Tra i 54 ‘colpi’ fino ad ora accertati, tra maggio 2006 e giugno 2007, attribuibili all’organizzazione di razziatori di bestiame, operante in più regioni anche nello stesso giorno, sgominata nei giorni scorsi dall’indagine dei carabinieri di Verona, ci sono anche quelli portati a segno in Umbria.
Il 19 ottobre a Giano dell’Umbria (Perugia) sono scomparse 93 pecore; il 17 novembre a Torgiano (Perugia) sono stati rubati 25 bovini;; il 23 novembre a Petrignano d’Assisi (Perugia) si è verificato un tentato furto di 15 bovini.

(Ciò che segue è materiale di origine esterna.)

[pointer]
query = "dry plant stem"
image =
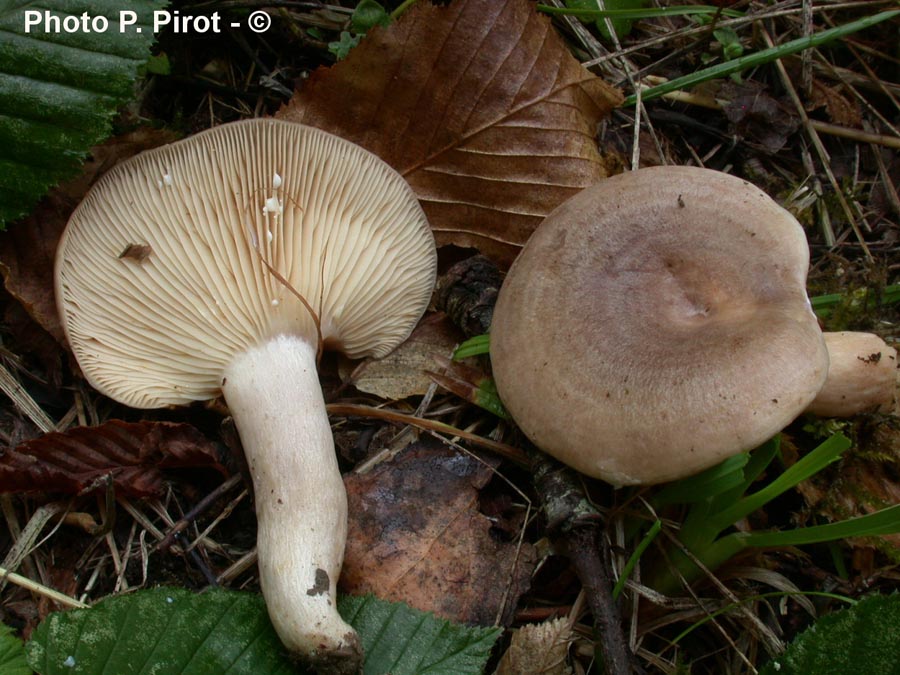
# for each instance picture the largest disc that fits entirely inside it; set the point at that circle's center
(273, 393)
(570, 512)
(502, 449)
(201, 506)
(40, 589)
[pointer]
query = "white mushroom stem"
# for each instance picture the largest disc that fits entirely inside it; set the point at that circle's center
(274, 396)
(862, 376)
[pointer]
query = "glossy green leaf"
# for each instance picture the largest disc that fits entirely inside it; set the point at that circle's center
(172, 631)
(12, 653)
(62, 79)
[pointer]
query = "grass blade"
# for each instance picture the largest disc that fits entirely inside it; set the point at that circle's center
(761, 57)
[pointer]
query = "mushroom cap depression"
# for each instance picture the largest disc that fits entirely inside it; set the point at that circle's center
(657, 323)
(160, 278)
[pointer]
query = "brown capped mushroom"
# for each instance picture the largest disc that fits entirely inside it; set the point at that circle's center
(862, 376)
(258, 242)
(657, 323)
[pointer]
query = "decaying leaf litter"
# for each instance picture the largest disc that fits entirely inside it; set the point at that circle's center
(814, 130)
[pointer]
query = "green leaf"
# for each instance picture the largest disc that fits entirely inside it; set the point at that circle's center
(762, 57)
(474, 346)
(342, 47)
(172, 631)
(622, 26)
(399, 640)
(59, 88)
(864, 638)
(367, 15)
(12, 653)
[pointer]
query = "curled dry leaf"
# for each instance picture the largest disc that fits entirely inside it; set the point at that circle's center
(416, 535)
(132, 454)
(538, 649)
(482, 109)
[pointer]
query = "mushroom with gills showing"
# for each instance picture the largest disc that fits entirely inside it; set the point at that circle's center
(221, 264)
(657, 323)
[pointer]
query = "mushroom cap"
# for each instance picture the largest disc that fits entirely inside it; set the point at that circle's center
(160, 279)
(862, 376)
(657, 323)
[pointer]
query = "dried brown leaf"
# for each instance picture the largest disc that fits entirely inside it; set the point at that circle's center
(416, 535)
(759, 118)
(402, 373)
(482, 109)
(132, 454)
(538, 649)
(839, 108)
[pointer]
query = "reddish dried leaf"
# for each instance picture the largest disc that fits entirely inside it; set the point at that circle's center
(28, 249)
(756, 116)
(482, 109)
(416, 535)
(839, 108)
(131, 453)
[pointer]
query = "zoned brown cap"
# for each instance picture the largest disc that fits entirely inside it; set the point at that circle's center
(657, 323)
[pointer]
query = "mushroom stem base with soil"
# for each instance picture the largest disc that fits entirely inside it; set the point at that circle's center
(273, 393)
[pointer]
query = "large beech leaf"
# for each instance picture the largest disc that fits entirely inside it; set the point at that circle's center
(60, 90)
(864, 638)
(130, 453)
(170, 631)
(479, 105)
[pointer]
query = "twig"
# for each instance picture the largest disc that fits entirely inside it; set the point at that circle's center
(570, 512)
(502, 449)
(201, 506)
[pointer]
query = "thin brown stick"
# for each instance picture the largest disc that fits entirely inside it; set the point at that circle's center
(502, 449)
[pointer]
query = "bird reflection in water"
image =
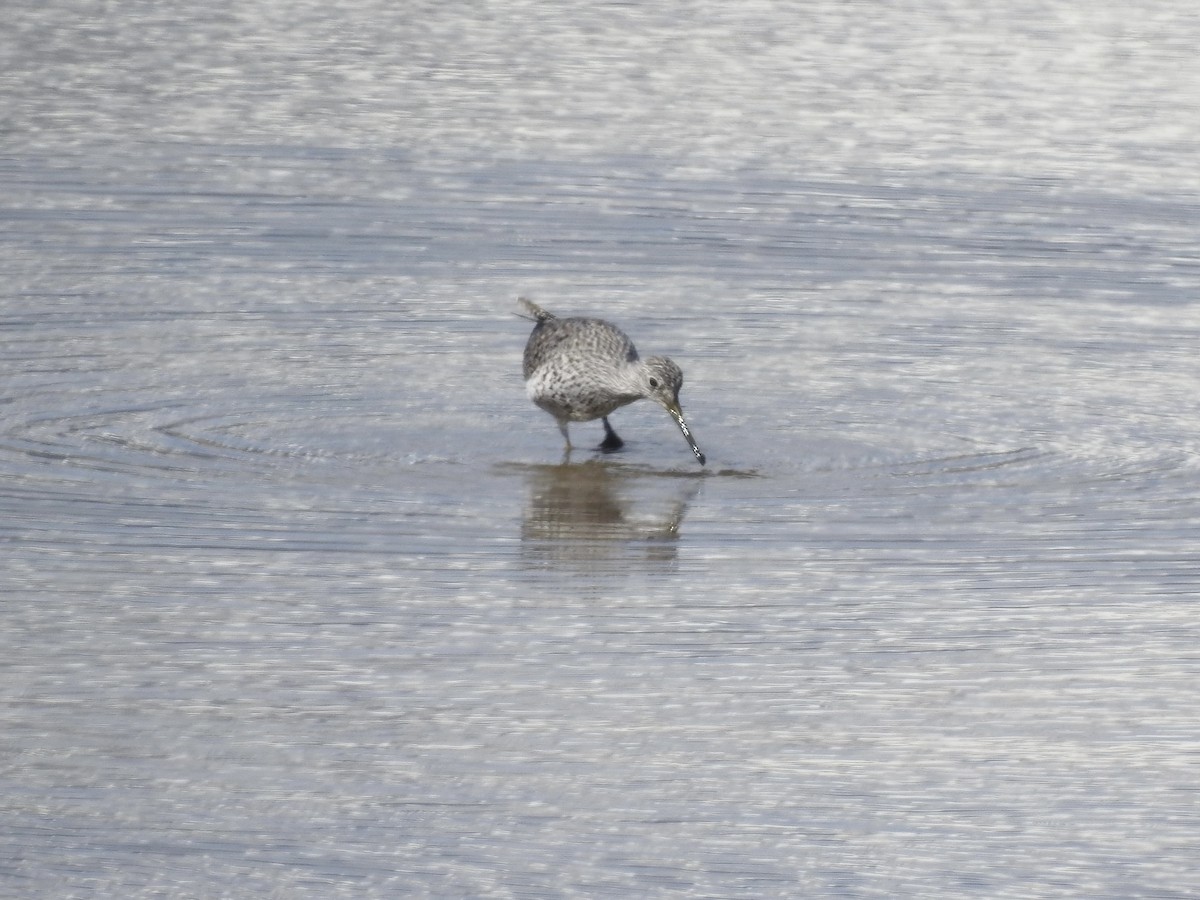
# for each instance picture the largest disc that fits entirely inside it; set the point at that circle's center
(598, 515)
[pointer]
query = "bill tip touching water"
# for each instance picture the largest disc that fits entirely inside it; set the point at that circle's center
(581, 369)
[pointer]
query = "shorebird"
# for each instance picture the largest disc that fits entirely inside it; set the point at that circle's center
(583, 369)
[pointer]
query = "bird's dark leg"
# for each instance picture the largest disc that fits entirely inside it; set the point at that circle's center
(611, 439)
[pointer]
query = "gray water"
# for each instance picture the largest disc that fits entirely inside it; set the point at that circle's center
(301, 599)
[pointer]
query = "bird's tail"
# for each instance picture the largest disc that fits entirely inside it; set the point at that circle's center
(535, 312)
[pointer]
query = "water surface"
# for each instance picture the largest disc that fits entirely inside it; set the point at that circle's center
(301, 597)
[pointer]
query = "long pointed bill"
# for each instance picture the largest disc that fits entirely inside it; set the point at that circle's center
(677, 414)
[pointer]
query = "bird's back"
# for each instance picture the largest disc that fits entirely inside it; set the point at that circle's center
(576, 343)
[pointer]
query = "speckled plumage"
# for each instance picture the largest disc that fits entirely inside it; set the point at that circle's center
(583, 369)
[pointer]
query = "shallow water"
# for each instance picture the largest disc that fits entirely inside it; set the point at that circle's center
(303, 599)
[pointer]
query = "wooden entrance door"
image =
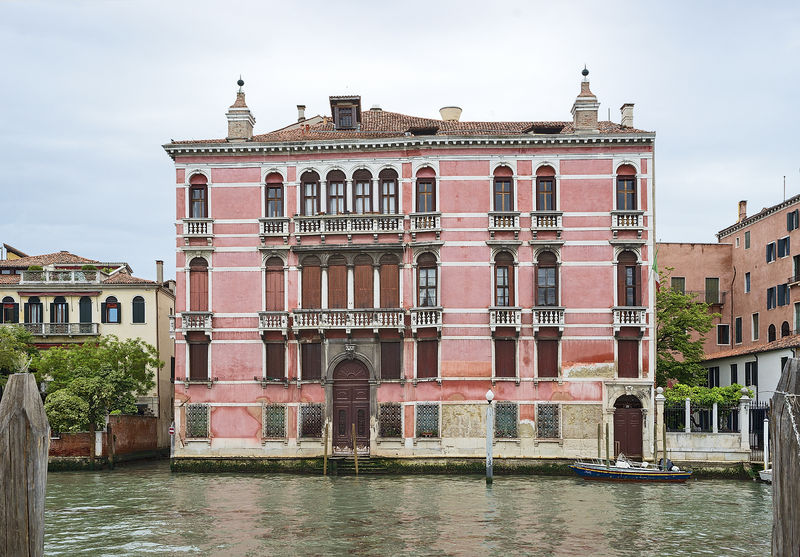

Altre “visite” nelle vicine Marche: il 18 novembre a Camerino 17 bovini; il primo agosto a Apiro (Macerata) sono stati rubati 11 cavalli; il 9 agosto a Folignano (Ascoli Piceno) 8 vitelli; il 17 agosto a Ascoli Piceno 12 vitelli; il 14 ottobre a Matelica (Macerata) 13 cavalli; il 14 dicembre a Civitanova Alta (Macerata) 14 bovini; ; il 21 giugno a Castelraimondo (Macerata) 10 vitelli.
Azioni anche in Toscana: lo scorso anno, il 9 gennaio, a Montepulciano (Siena) il furto di 27 bovini; il 15 febbraio a Acquaviva di Montepulciano (Siena) 52 maiali.